Found only two webpages mentioning the problem:
http://stackoverflow.com/questions/1377 ... al-sdl-set
http://www.opengl.org/discussion_boards ... ing-window
The first page claims that it is a viewport related "newbie mistake" (apparently due to misunderstanding the problem), the other page says that it is "a bug in opengl32.dll (the software rendering library)" which cannot be fixed (the 'good' news is that it sounds as if it might happen only with microsoft's generic driver).

Trying to delete & recreate the opengl context didn't work (still left me with the 1256x280 pix buffer limit). One thing that DOES work (and which is used in no$sns v1.4a/b/c/d) is completely unloading & reloading the opengl DLL during resizing. But... that brings up the next problem: When dragging the window border, and shaking the mouse back'n'forth: This will successfully resize the window (and reload the DLL) some hundred times, and then... it's crashing: Telling that the Explorer has crashed (ironically, this is always leaving no$sns running intact, instead, it's randomly terminating another process, such like: your browser, a text editor, or the dos prompt).
I am suspecting that FreeLibrary does only request to unload the DLL, but without waiting for completely unloading it. So that trying LoadLibrary after FreeLibrary is unstable, is that possible?
Hmmm, either that, or I am having some resource leak, that sums up when reloading the DLL too often.
EDIT: Yes, it is some resource leak, stealing some megabytes each time when resizing the window, and also when opening/closing the game window. Only, completely closing no$sns (game+debug window) is deallocing the leaked memory. At least I do now know what to search for.

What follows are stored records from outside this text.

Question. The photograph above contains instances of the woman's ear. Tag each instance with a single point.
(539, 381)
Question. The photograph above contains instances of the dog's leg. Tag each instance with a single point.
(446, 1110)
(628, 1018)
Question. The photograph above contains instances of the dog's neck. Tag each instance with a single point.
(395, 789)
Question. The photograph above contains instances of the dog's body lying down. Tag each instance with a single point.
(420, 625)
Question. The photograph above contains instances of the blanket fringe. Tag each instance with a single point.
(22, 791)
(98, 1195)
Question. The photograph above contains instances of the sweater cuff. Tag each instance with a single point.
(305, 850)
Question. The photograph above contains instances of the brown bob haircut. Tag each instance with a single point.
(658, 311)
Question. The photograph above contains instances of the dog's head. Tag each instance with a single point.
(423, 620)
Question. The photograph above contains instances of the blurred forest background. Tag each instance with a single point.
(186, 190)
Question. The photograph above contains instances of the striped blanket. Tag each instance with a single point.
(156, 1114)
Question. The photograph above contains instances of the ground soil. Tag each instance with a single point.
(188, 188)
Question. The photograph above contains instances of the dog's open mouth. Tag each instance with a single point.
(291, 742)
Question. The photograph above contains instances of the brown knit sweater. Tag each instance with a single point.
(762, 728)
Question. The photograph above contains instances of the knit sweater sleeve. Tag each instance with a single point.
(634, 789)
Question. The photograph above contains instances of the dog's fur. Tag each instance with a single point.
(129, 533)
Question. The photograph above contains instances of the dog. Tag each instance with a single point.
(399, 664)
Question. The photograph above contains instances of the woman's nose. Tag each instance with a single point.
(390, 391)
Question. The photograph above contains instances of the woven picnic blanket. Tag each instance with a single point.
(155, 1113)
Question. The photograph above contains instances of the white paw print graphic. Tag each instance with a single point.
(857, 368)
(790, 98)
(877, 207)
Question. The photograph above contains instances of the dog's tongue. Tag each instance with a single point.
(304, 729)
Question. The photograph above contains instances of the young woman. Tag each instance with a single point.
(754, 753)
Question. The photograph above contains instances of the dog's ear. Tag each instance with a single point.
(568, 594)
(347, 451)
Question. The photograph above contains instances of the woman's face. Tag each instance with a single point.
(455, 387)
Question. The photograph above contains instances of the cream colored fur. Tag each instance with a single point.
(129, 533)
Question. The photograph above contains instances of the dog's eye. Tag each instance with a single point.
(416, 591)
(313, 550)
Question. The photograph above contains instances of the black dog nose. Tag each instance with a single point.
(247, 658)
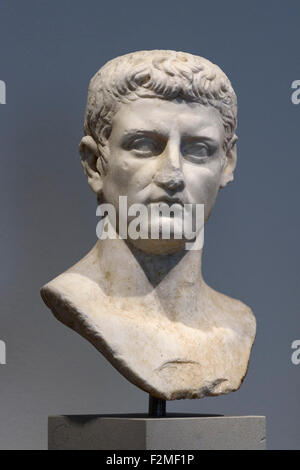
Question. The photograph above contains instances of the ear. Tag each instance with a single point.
(90, 161)
(230, 163)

All I wanted to do is to Display-a-stupid-Bitmap, and ended up with 1600 lines code for OpenGL, plus 1800 lines for DirectDraw.

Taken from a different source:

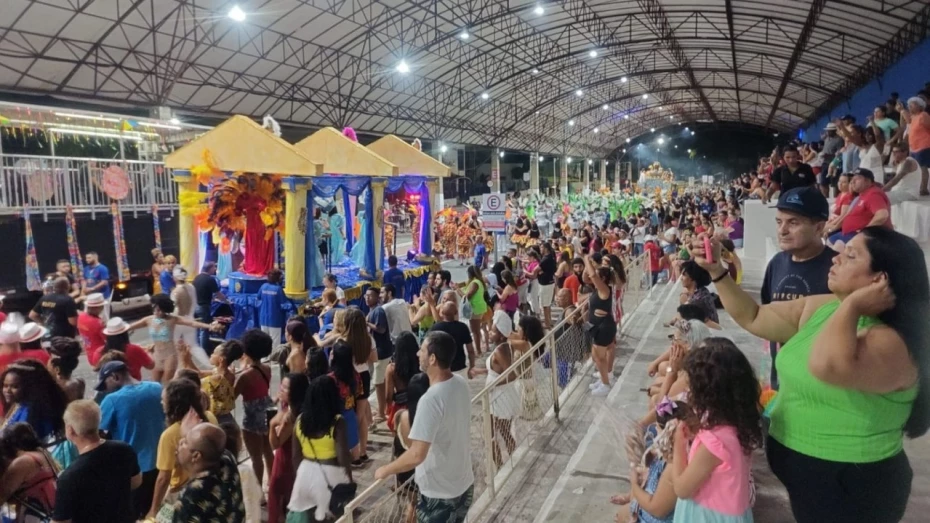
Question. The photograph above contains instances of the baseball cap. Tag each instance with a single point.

Re: no$sns opengl and directdraw
by on (#114125)
Quote:
plus 1800 lines for DirectDraw.

My suggestion: throw away DD support. It's been deprecated for years and it doesn't seem likely that anyone would have a machine with DirectX7 but no OpenGL. You'll save yourself a lot of pointless work by focusing on one API.
Re: no$sns opengl and directdraw
by on (#114130)
Throwing away the "undisputed speed king"? As Dwedit has called it.

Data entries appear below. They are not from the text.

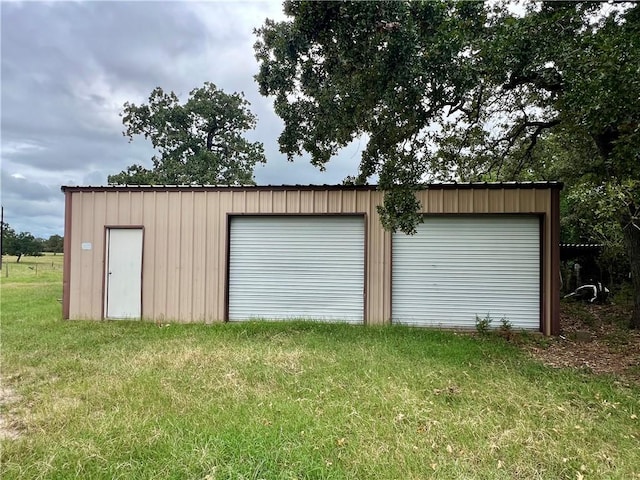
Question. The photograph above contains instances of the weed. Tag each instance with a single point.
(483, 325)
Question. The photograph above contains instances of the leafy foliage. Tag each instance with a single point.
(199, 142)
(461, 91)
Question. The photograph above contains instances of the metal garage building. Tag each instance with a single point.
(209, 254)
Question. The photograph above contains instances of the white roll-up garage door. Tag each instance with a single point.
(457, 267)
(305, 267)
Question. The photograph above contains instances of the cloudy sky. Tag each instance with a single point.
(68, 67)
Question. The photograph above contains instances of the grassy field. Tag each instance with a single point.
(292, 400)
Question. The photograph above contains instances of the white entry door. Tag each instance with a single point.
(123, 292)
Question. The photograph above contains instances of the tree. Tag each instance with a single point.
(19, 244)
(199, 142)
(462, 90)
(54, 244)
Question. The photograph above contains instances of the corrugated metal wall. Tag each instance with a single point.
(184, 257)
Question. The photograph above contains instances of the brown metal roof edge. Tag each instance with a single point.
(438, 186)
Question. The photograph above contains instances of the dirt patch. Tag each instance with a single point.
(10, 428)
(593, 337)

Gladly, but OpenGL and DirectDraw are both unreliable, I am happy if at least one of them works on different computers.
Unless maybe on newer hardware. But, after running into the non-backwards-compatible glBindBufferARB problem... I would expect more such problems to arise in future, when hardware is getting too new.
And, the main idea behind using hardware acceleration was to display bitmaps at reasonable speed on old computers. Or even not-so-old ones: I've found two more pages mentioning the PFD_DOUBLEBUFFER problem,
http://www.opengl.org/discussion_boards ... OpenGL-1-1
http://support.microsoft.com/kb/q272222
it seems to be an official bug at least up to WinXP; occuring on PCs without proper video drivers installed, including virtual machines accessed via remote desktop. The official "solution" seems to be to use PFD_DRAW_TO_BITMAP instead of PFD_DRAW_TO_WINDOW, but I am unsure what to do then... use windows API to transfer the bitmap to VRAM? Well yeah, one could do that... only, the reason for using OpenGL was not to use the normal API functions.
Anyways, I will give up there. The black borders will look ugly when using the Generic driver, but then... that driver is so slow that it isn't really worth to fix its problems.
Adding my own PixelFormat scoring will hopefully avoid the Generic driver where possible (like on lidnariq's PC), and allowing glGenBuffers alternately to the 'ARB functions will hopefully solve forward-compatibilty problems.